La colección giró en torno a la superposición como eje central. Abrigos estructurados, suéteres envolventes y prendas más ligeras se iban transformando sobre la pasarela, combinando transparencias con tejidos de mayor peso y contrastes que funcionan como una imagen de la complejidad emocional. Más que un recurso de estilo, las capas fueron como símbolo de transición, cambio.

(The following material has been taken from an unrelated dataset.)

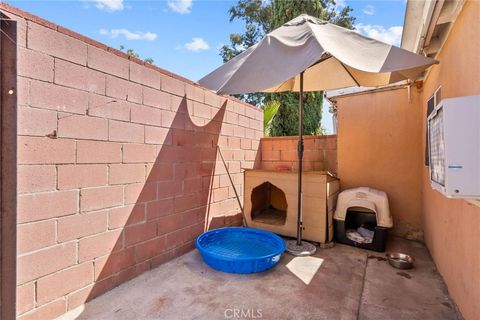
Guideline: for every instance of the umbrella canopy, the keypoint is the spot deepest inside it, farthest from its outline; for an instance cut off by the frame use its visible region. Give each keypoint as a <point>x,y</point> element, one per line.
<point>330,56</point>
<point>307,54</point>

En el front row, Mark Zuckerberg junto a Priscilla Chan captaron las miradas y alimentaron los rumores sobre las posibles combinaciones entre moda y tecnología, especialmente en el terreno de los accesorios de inteligentes. En la pasarela, la supermodelo Bella Hadid debutó con la firma siendo la sensación de la noche.
Con esta propuesta, Prada no solo mostró una colección, sino que construyó un discurso visual sobre identidad, transformación y contradicción, reafirmando su papel como una de las casas que mejor interpreta el vestir femenino contemporáneo.